Магистратура
2024/2025
Стохастические модели
Статус:
Курс по выбору (Аналитика данных и прикладная статистика / Data Analytics and Social Statistics)
Направление:
01.04.02. Прикладная математика и информатика
Где читается:
Факультет социальных наук
Когда читается:
2-й курс, 3 модуль
Формат изучения:
без онлайн-курса
Охват аудитории:
для своего кампуса
Прогр. обучения:
Прикладная статистика с методами сетевого анализа
Язык:
английский
Кредиты:
3
Контактные часы:
40
Course Syllabus
Abstract
Mathematical models based on probability theory prove to be extremely useful in describing and analyzing complex systems that exhibit random components. The goal of this course is to introduce several classes of stochastic processes, analyze their behavior over a finite or infinite time horizon, and help students enhance their problem solving skills. The course combines classic topics such as martingales, Markov chains, renewal processes, and queuing systems with approaches based on Stein’s method and on concentration inequalities. The course focuses mostly on discrete-time models and explores a number of applications in operations research, finance, and engineering. This is an elective course, offered to MASNA students, and examples used in class may differ depending on students’ interests.
Learning Objectives
- The course gives students an important foundation to develop and conduct their own research as well as to evaluate research of others.

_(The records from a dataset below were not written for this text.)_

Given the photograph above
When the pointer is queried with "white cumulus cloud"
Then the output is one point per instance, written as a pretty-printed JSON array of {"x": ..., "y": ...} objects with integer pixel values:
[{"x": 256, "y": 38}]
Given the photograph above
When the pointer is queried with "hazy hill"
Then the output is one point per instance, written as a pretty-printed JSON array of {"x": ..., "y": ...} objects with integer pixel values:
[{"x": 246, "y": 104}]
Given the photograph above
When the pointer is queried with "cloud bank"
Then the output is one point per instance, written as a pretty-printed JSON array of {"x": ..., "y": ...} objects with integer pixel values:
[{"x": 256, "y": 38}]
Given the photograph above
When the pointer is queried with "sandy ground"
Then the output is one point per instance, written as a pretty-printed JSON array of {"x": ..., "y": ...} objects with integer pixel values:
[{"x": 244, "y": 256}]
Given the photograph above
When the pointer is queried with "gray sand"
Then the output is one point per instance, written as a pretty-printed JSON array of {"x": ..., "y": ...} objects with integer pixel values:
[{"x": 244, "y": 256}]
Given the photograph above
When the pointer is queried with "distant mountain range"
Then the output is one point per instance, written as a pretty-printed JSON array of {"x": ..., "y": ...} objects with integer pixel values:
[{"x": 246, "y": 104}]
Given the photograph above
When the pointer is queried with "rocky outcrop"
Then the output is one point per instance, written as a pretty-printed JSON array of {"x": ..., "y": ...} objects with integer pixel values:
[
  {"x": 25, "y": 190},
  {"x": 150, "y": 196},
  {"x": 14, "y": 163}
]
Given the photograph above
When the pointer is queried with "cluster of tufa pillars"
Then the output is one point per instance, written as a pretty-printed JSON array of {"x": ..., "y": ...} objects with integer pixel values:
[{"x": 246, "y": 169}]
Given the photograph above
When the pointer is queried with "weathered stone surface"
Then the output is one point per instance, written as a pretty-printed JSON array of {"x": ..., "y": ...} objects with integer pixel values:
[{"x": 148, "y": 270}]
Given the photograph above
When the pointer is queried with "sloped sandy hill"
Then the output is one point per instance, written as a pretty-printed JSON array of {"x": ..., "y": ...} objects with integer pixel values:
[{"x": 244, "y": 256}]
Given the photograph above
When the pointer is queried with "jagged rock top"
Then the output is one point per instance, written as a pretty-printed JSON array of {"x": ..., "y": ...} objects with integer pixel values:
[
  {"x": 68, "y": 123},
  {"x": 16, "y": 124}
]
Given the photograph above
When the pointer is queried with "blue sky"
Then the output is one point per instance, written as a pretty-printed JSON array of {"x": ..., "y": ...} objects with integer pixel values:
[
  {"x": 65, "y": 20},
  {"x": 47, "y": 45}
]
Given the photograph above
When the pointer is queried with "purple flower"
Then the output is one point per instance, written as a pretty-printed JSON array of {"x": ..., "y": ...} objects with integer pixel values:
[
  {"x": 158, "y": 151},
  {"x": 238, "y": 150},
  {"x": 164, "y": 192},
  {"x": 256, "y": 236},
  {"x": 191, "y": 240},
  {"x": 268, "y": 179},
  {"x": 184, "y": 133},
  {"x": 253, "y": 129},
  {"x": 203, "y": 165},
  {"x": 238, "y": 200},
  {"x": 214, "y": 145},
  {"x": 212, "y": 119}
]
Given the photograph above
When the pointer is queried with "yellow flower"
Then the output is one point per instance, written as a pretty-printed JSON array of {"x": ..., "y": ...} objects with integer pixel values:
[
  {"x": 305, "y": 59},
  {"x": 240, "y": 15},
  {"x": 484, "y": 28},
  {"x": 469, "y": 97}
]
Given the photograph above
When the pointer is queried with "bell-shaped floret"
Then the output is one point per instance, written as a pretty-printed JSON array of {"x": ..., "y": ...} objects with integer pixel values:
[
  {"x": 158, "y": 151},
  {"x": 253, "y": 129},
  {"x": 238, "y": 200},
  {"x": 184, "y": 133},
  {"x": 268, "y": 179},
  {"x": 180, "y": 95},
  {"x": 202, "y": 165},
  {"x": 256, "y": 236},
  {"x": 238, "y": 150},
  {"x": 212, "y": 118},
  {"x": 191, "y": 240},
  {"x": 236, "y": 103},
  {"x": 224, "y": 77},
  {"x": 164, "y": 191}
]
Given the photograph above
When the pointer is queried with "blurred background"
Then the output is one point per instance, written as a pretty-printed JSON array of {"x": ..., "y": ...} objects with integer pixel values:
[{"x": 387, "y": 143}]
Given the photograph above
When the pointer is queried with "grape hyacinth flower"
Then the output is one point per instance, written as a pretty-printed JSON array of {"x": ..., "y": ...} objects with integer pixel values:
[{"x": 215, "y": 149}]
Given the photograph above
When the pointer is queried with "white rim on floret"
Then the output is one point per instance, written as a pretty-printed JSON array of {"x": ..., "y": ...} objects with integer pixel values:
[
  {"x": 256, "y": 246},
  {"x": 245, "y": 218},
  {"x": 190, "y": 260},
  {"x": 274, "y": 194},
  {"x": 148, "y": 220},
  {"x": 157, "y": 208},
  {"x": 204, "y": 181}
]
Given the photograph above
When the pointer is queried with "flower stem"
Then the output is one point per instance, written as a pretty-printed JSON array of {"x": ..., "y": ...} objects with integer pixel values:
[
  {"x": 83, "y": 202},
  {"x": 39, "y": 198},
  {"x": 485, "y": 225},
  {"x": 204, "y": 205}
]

Expected Learning Outcomes
- Have the skill to meaningfully develop an appropriate model for the research question
- Have the skill to work with statistical software, required to analyze the data.
- Be able to develop and/or foster critical reviewing skills of published empirical research using applied statistical methods.
- Be able to criticize constructively and determine existing issues with applied linear models in published work .
- Be able to explore the advantages and disadvantages of stochasticity in the models and demonstrate how it contributes to the analysis.
- Be able to work with major linear modeling programs, especially R, so that they can use them and interpret their output.
- Have an understanding of the basic principles of stochastic models and lay the foundation for future learning in the area.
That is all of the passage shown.